C’est Sigrid Peters, l’organiste de l’église évangélique Saint-Jakob, qui a découvert par hasard cette cloche, qui rythmait le quotidien des villageois depuis les années 30. L’annonce de la « cloche d’Hitler » connut des réactions contrastées. Entre ceux qui voulaient la garder en arguant que personne ne savait qu’elle était nazie, et qu’il n’y avait donc eu aucun culte nazi autour de celle-ci, et ceux qui considèraient que sa place est dans un musée, le débat était permis.

Mais c’est le maire, Ronald Becker, qui a mis le feu aux poudres. Interrogé par l’ARD, il a déclaré: « il y a trois cloches de ce type en Allemagne, mais c’est la seule, ici, en Rhénanie-Palatinat. De cela, nous pouvons être fiers. Quand on cite le nom d’Adolf Hitler, on met en avant la persécution des juifs et la guerre. Il faut parler des choses dans leur intégralité, ce qui veut dire qu’il y a eu des atrocités mais aussi qu’[Hitler] a fait des choses qui nous servent encore aujourd’hui.

CLoche et Maire.PNG
Ronald Becker, fier de sa cloche

La diffusion du reportage a bien entendu provoqué l’indignation (presque) générale. Le président du Conseil central des juifs d’Allemagne s’est étonné qu’il y ait « encore des gens qui pensent du bien d’une telle cloche ». Face à la pression, le conseil municipal d’Herxheim, a réclamé la démission du maire, qui s’exécuta à contrecoeur. Pour sa défense, il déclara avoir repris déclarations d’une dame du village âgée de 95 ans. 

En revanche, le NPD, parti néo-nazi, a immédiatement décidé de manifester dans le village pour empêcher le retrait de la cloche. Une vingtaine de manifestants s’est réunie le samedi 9 septembre, tandis qu’une contre-manifestation de 200 personnes est venue s’opposer au cortège d’extrême-droite en scandant  » Non aux nazis ».

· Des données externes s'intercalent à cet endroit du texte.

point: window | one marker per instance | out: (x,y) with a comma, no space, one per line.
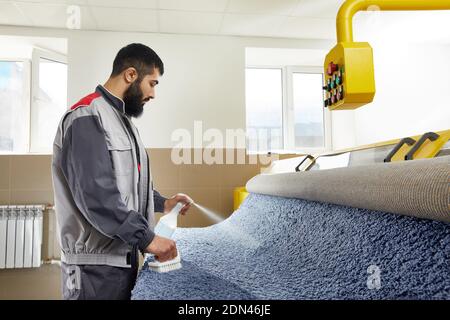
(264,109)
(284,110)
(14,105)
(49,98)
(31,103)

Pour que la situation ne dégénère pas, le conseil municipal a décidé de ne plus faire sonner la cloche, en attendant la décision de la remettre à un musée.

En attendant, Ronald Becker, a apparemment repris son activité professionnelle. Cet ingénieur en électricité va également s’occuper de sa famille qu’il avait, selon ses dires, un peu délaissée ces derniers temps. Il va cependant devoir répondre à la justice pour sa déclaration plus que controversée.